As I have said before, this is important because an internalized understanding of general areas of the law helps a litigator connect with non-specialist Courts which are seized with specialized subjects like IP. I have personally benefited as a litigator by employing this approach each time I have had to present the peculiarities of an IP statute before a Court, hence the conviction. Which is why it surprises me when I hear students of the law, who are yet to set foot in the profession and who wish to litigate, declare with absolute certainty in the first or second semester of law school that all they wish to study and focus on is IP or some other specialized subject.
It is certainly important to closely follow the evolution of jurisprudence in one’s chosen area, but it is equally important to connect it to the big picture because ultimately a litigator must be in a position to present to the Court the larger implications of specific arguments. And staying constantly in touch with general principles of the law helps present such arguments with greater effectiveness. Therefore, I think students would benefit immensely from paying attention to the fundamentals of general subjects instead of rushing through them. It would also help in the long run to having a basic understanding of economics and accounting.
This applies all the more to students of law who come from an engineering or pure sciences background. Although I don’t think law is meant to be taken up only by students from commerce or humanities streams (since I am engineer-turned-litigator myself), I do believe engineers and science grads in particular must invest more efforts in understanding the spirit of the law by systematically and rigorously examining theories of law and principles of common law.
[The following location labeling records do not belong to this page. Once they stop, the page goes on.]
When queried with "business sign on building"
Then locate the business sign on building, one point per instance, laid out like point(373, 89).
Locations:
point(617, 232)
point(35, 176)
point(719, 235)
Engineers and science grads can certainly bring to the law skillsets and attitudes which are unique to them, but it is also imperative to “acclimatize” themselves to the dialectics of the law and its parlance.
When they do so, they will not only find greater acceptance in the fraternity, but will also perhaps be rightfully heard first on areas such as patent litigation given their training in technology. This also has a critical and positive consequence for the quality of discourse on patents. In the last few years, although the level of IP awareness has increased in India, the discussion on patents seems limited to broad and generalized propositions which may be attributed to lack of training in science, and negligible or no experience in the practice of the subject on the part of certain commentators. There are notable exceptions to this trend, but by and large the reluctance to deal with specifics probably stems from a clear paucity of training and experience.
I personally believe that the bar on academics from practising the law must also be held significantly responsible for this trend, which may not be peculiar to the patent discourse. As long as this bar remains in force, academics will be deprived of the opportunity of sharpening their perspectives through practice. Until such time this bar is lifted and even after, patent litigators with training or experience with technology must play a greater role in shaping the discourse on patents and in volunteering with realistic policy initiatives. This will hopefully bring about a more nuanced discussion on the subject. I must clarify that none of these suggestions are meant to claim an exclusive space for litigators with scientific training because there are patent practitioners whose lack of formal scientific training has not come in the way of professional brilliance.